One team member is Amy Chiuchiolo, an MSU research associate who has traveled to Antarctica six times in the past. Her latest trip before this ended before Christmas.
"It's hard to go away every year for a couple of months, but it's fun," she said. "You can't beat doing field work."
Priscu said his team members flew through New Zealand to Antarctica where they landed in a C-17 military transport airplane on a glacier about an hour away from McMurdo Station, the largest community in Antarctica. Large-tracked vehicles then took them to McMurdo where approximately 500 people provide support services. To collect and process samples, the team members fly by helicopter to field stations near the lakes in the McMurdo Dry Valleys, Transantarctic Mountains.
The field stations have one building where the researchers work with their samples, Priscu said.

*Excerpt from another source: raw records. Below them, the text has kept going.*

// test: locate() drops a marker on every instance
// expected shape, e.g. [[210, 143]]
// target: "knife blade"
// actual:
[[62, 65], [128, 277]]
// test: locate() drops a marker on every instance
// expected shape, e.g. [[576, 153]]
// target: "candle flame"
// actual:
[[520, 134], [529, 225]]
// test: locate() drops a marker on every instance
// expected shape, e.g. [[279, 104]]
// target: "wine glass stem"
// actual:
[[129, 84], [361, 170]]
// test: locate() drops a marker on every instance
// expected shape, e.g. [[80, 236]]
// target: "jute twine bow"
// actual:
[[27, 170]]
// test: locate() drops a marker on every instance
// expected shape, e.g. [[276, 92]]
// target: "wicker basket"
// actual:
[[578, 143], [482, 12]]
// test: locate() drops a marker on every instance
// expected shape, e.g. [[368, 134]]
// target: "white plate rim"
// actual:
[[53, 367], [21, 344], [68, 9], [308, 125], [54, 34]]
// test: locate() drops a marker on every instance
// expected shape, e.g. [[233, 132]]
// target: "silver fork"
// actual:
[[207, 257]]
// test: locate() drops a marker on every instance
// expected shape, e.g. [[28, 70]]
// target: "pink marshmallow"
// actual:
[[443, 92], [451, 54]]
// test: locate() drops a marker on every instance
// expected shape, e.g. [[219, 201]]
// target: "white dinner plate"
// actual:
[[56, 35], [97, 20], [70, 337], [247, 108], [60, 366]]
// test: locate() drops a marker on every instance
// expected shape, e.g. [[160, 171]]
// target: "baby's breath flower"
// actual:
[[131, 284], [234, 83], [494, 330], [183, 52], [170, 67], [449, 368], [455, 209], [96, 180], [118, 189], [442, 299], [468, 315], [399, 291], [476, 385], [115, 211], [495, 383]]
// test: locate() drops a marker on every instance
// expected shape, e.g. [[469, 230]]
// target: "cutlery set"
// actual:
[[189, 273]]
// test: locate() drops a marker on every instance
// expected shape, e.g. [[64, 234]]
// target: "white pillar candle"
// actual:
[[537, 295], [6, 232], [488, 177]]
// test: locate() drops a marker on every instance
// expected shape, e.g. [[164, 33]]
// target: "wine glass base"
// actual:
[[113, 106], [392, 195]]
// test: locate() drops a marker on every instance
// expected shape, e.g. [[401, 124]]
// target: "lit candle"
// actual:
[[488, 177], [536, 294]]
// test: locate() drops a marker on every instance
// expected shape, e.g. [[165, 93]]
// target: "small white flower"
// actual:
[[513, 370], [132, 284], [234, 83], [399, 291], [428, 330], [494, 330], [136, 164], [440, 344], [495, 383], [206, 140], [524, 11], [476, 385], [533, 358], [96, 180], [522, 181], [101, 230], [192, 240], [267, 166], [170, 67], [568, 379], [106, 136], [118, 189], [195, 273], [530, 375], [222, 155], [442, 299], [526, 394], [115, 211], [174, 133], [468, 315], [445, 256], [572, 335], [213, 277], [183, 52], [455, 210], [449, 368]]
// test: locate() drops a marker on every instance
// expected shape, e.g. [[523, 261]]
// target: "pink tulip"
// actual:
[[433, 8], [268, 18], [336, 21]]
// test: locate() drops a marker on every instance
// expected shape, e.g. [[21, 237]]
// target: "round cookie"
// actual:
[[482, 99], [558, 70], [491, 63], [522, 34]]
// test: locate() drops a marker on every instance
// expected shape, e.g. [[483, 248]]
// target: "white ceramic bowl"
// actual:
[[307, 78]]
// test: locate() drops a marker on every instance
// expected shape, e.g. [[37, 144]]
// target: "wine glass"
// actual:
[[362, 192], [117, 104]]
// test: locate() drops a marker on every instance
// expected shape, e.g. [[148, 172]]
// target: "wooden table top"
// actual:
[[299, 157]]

Diesel generators supply electricity. The researchers sleep in tents. To move around camp, they wear headlamps or carry flashlights when the auroras and the moon are not supplying light.
"I have never had to turn a light on before in the field camp," Chiuchiolo said. The sun shines 24 hours a day during the height of an Antarctic summer.
If conditions allow, the entire team will leave Antarctica on April 17, Priscu said. Priscu, 55, said he doesn't expect to return to Antarctica for another Polar Night. This one alone took almost a decade of planning.
"This is not an old man's game," he said.
He does plan to return as usual during the Antarctic summers.